2

I am new to python and can use any help I can get. I am on a win7 machine and am using python 3.5 (anaconda)

I am trying to iterate through multiple CSV files (10k +) within a folder, checking for any value within that file that exceeds a predefined threshold.

I would like to build a dictionary, or list/tuple (basically whatever most resembles an sql table) using a sub-string of the filename as a unique identifier for a name field and have another column with total count of files that had values that exceeded the given threshold.

I don't expect any of you to do this for me as it is great practice, but I would appreciate any recommendations for modules that may make this a bit easier.
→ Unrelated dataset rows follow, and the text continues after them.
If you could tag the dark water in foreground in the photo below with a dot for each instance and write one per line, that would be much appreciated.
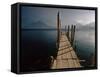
(42, 43)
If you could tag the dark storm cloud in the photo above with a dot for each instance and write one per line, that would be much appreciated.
(48, 16)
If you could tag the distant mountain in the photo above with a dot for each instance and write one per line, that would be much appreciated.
(39, 25)
(85, 27)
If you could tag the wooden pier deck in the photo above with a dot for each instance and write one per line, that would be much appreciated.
(66, 57)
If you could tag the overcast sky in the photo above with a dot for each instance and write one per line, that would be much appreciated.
(31, 15)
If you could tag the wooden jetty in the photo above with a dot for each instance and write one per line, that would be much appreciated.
(66, 56)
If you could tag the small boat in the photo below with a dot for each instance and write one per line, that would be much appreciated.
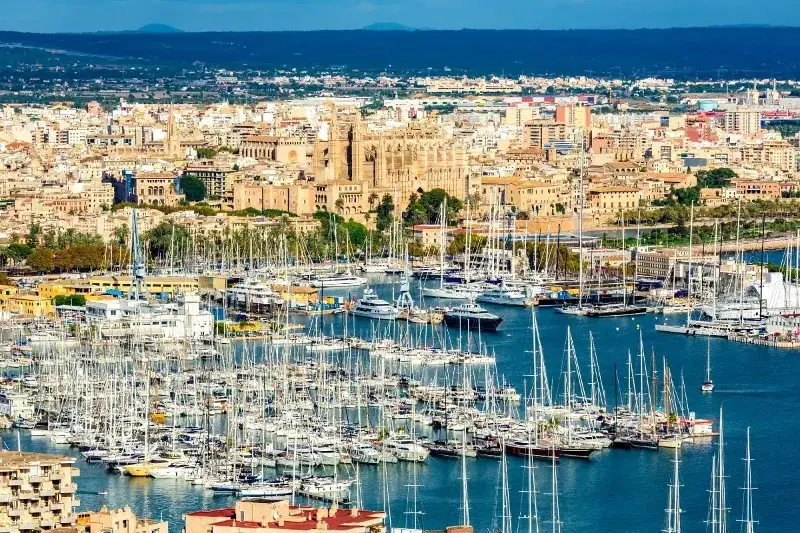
(708, 385)
(612, 310)
(370, 306)
(528, 449)
(337, 280)
(670, 441)
(471, 316)
(574, 310)
(504, 296)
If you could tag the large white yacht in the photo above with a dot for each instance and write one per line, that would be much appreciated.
(252, 293)
(504, 296)
(370, 306)
(337, 280)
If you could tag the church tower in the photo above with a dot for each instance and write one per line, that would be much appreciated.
(172, 142)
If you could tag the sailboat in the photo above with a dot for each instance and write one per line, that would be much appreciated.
(708, 385)
(748, 520)
(674, 522)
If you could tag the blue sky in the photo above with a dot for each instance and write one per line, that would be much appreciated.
(242, 15)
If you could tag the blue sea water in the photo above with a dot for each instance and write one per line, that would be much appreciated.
(614, 491)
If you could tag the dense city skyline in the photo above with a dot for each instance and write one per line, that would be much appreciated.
(266, 15)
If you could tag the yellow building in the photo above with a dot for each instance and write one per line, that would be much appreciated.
(6, 291)
(156, 189)
(36, 491)
(52, 289)
(29, 305)
(117, 521)
(297, 295)
(153, 285)
(607, 200)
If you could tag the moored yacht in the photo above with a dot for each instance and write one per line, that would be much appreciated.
(471, 316)
(504, 296)
(370, 306)
(337, 280)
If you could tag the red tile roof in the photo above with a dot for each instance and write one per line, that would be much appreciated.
(238, 523)
(221, 513)
(341, 521)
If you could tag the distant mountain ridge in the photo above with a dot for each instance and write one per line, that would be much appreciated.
(147, 28)
(158, 28)
(388, 26)
(682, 53)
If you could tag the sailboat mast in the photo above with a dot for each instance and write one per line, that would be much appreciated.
(748, 521)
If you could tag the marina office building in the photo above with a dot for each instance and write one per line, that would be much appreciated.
(270, 516)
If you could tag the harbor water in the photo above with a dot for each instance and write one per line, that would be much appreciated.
(615, 490)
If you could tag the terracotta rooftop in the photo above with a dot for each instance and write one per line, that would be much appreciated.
(222, 513)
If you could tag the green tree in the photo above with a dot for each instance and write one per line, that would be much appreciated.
(716, 178)
(18, 251)
(687, 195)
(193, 188)
(34, 233)
(373, 197)
(121, 234)
(165, 237)
(426, 208)
(41, 260)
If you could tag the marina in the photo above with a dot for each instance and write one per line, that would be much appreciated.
(438, 475)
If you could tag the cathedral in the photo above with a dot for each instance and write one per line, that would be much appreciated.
(400, 162)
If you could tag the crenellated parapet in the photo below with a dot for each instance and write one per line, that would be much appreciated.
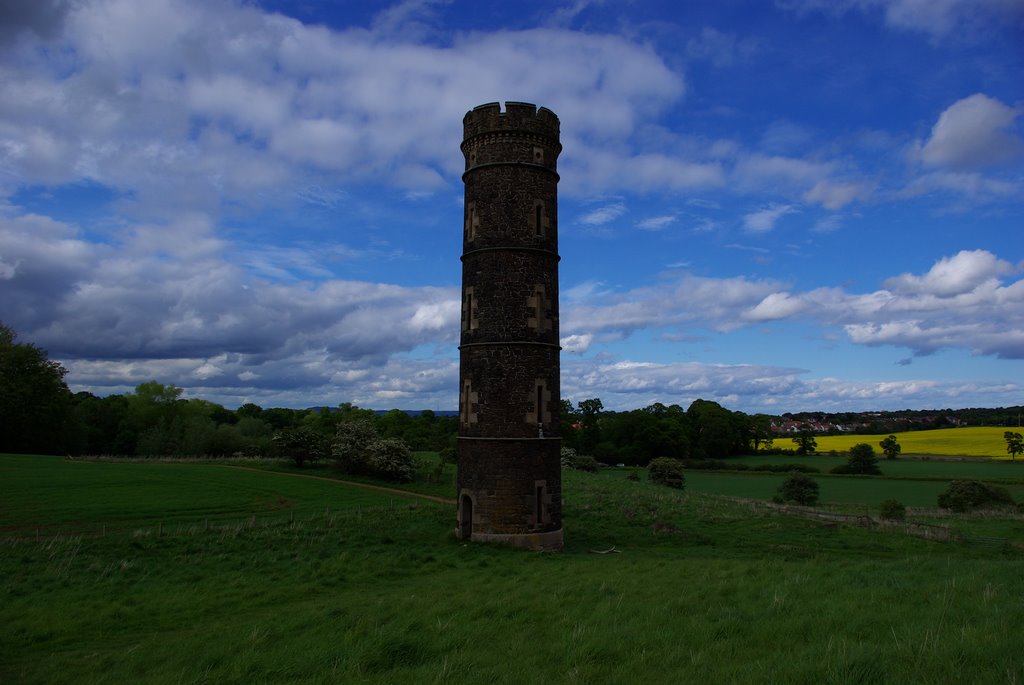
(517, 116)
(519, 134)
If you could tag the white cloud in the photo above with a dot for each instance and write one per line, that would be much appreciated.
(961, 273)
(603, 215)
(225, 100)
(938, 18)
(656, 222)
(833, 195)
(577, 343)
(758, 172)
(962, 302)
(765, 219)
(775, 306)
(974, 133)
(721, 49)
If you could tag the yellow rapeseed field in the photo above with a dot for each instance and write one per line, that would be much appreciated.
(970, 441)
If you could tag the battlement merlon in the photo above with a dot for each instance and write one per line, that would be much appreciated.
(517, 117)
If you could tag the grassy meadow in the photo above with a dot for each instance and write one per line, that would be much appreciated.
(967, 441)
(156, 572)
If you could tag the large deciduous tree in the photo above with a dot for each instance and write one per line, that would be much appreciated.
(806, 444)
(36, 407)
(1015, 443)
(891, 446)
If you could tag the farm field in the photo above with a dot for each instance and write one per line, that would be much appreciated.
(340, 584)
(968, 441)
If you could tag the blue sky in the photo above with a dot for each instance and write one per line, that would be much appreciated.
(780, 206)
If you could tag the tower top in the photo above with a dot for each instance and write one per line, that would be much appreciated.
(517, 117)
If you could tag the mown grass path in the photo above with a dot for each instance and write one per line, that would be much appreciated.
(354, 483)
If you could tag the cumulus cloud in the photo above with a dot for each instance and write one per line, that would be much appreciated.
(656, 222)
(833, 195)
(721, 49)
(961, 302)
(765, 219)
(272, 101)
(603, 215)
(973, 133)
(938, 18)
(167, 293)
(964, 272)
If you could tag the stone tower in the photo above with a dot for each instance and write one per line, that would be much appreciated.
(510, 486)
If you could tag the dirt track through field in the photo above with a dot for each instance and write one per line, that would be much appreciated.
(379, 488)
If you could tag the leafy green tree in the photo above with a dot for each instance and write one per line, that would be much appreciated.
(761, 435)
(351, 444)
(36, 407)
(636, 437)
(806, 444)
(667, 471)
(861, 461)
(1015, 443)
(798, 488)
(716, 431)
(302, 444)
(892, 510)
(891, 446)
(391, 459)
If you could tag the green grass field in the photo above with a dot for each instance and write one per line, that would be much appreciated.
(335, 584)
(968, 441)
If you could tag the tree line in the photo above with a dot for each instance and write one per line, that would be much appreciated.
(40, 415)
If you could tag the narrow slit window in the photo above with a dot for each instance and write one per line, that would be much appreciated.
(539, 505)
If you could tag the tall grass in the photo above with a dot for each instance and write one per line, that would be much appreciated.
(692, 588)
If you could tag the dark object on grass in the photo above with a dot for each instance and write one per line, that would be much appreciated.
(968, 495)
(667, 472)
(862, 461)
(892, 510)
(798, 488)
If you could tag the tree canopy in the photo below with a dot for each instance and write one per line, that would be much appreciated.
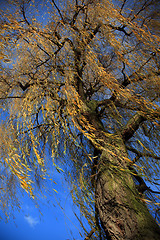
(80, 82)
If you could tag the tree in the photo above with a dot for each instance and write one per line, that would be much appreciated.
(83, 80)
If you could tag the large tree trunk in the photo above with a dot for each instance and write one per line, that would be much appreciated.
(122, 212)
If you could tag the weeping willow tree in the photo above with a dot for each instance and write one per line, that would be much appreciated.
(81, 79)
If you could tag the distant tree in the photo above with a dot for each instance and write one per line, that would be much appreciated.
(82, 79)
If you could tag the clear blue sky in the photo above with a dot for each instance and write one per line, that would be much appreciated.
(53, 224)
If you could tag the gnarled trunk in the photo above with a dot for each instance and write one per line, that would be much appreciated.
(122, 213)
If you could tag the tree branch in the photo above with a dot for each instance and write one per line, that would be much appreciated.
(132, 126)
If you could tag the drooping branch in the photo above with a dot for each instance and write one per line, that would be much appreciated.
(131, 127)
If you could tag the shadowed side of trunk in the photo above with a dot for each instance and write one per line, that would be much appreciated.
(122, 213)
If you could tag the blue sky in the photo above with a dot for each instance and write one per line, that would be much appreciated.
(52, 224)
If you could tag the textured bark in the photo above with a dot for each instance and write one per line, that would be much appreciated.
(122, 213)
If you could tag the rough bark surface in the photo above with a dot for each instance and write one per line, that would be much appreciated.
(123, 214)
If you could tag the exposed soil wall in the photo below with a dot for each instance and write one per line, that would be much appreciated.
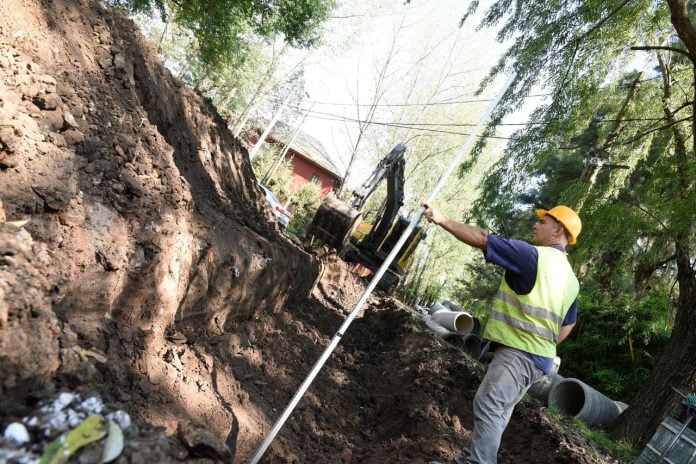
(151, 272)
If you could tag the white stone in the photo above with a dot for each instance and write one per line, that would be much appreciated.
(17, 432)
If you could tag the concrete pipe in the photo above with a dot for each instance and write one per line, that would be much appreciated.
(450, 337)
(435, 307)
(578, 400)
(452, 306)
(477, 325)
(454, 321)
(541, 388)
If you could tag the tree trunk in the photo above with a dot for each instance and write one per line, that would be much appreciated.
(675, 368)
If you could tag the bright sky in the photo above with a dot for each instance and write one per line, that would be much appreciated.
(426, 45)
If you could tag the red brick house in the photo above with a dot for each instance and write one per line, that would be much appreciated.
(309, 160)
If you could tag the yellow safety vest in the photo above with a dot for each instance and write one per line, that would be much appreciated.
(532, 322)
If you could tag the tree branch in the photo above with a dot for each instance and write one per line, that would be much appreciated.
(659, 47)
(643, 134)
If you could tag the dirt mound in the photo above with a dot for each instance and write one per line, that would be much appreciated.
(151, 273)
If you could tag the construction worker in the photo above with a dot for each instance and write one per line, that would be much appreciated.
(534, 310)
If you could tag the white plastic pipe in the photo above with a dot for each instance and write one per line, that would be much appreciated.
(456, 321)
(378, 275)
(435, 307)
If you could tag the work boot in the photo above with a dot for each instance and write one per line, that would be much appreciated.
(459, 460)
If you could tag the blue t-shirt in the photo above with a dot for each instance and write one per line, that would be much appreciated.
(520, 259)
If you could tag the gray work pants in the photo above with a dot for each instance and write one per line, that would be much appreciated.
(506, 381)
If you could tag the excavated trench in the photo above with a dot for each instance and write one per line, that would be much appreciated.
(151, 273)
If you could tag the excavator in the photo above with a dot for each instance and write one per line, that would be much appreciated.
(341, 226)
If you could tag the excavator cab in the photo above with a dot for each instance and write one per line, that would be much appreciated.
(341, 227)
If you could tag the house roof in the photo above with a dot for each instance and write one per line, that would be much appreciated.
(307, 146)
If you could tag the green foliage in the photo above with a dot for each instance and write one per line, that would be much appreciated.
(222, 27)
(614, 340)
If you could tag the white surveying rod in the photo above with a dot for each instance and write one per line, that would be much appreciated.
(378, 275)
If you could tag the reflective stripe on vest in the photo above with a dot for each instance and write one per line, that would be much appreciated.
(532, 322)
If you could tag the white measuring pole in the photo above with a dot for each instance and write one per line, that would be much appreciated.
(378, 275)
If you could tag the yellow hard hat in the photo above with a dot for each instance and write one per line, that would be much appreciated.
(568, 218)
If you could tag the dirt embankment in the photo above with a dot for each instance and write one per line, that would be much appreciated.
(152, 273)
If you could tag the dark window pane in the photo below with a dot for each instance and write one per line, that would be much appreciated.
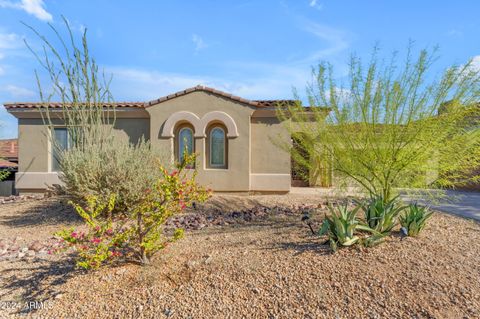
(60, 138)
(217, 147)
(185, 143)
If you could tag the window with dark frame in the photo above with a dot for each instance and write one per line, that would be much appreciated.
(217, 148)
(184, 142)
(60, 142)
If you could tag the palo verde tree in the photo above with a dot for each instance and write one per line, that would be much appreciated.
(73, 81)
(391, 124)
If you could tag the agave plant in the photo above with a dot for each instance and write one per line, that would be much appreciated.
(382, 215)
(342, 225)
(415, 219)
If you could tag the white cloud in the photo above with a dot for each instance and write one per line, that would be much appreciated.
(476, 62)
(199, 43)
(271, 82)
(9, 41)
(335, 39)
(32, 7)
(455, 33)
(315, 4)
(18, 92)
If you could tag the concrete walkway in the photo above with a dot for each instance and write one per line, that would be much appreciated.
(466, 204)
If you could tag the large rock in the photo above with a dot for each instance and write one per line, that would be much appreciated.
(36, 246)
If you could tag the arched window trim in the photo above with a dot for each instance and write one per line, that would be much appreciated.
(210, 130)
(178, 130)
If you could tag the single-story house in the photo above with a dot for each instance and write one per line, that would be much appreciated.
(9, 155)
(233, 137)
(8, 162)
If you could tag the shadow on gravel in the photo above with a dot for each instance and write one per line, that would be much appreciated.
(37, 281)
(302, 247)
(51, 211)
(230, 203)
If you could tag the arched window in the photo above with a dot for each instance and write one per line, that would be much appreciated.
(217, 147)
(184, 142)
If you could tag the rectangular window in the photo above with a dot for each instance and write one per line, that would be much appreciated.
(60, 142)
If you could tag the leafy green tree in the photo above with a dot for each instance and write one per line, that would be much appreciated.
(391, 125)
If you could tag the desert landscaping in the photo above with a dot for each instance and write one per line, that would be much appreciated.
(243, 257)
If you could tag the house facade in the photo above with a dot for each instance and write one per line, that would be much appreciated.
(236, 139)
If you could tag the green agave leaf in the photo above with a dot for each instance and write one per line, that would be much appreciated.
(350, 241)
(333, 245)
(324, 229)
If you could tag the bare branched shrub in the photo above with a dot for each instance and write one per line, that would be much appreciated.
(119, 167)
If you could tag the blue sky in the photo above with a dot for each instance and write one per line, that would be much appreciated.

I've been able to check a file for a value but this is only about 10 minutes into this quest and I am not sure how I'd iterate through multiple files and build the table etc.. Thanks!

import numpy as np
path = 'C:\\path' 
file = 'file.csv'
with open(path+file) as f:
    my_data = np.genfromtxt(path+file, delimiter = ",")
    for data in my_data:
        if -1 in my_data:
            print("it sure is")   
StelioK
  • 1,771
  • 1
  • 11
  • 21
  • 1
    Start with a small set of the files; get the load and checking working well for one file. Then just iterate over the files and collect the data. A dictionary, maybe a `defaultdict` is as good a place to start collecting. But with only a few K files, the data structure isn't that big of an issue. At this point your description is too vague to suggest anything more concrete. – hpaulj Nov 04 '16 at 23:51
  • Thank @hpaulj I appreciate your input. – StelioK Nov 07 '16 at 17:09

3 Answers3

1

Since you asked for modules and possible usage. You might consider something like this. import os import sqlite3 for root, dirs, files in os.walk(): //using os module if file == somethingyouwanttoparse: //ie *.csv with open as f: if line data == IWantToSaveThis: insert data into sqlite table //using sqlite3 module
https://docs.python.org/3/library/os.html https://docs.python.org/3.5/library/sqlite3.html I tend to use actual SQL databases when possible.

vsmayberry
  • 67
  • 3
1

Here is working Pandas solution:

import glob
import os
import pandas as pd

all_files = glob.glob(r'd:/temp/csv/*.csv')

threshold = 100

data = []

for f in all_files:
    data.append([os.path.basename(f),
                (pd.read_csv(f, header=None) > threshold).sum().sum()])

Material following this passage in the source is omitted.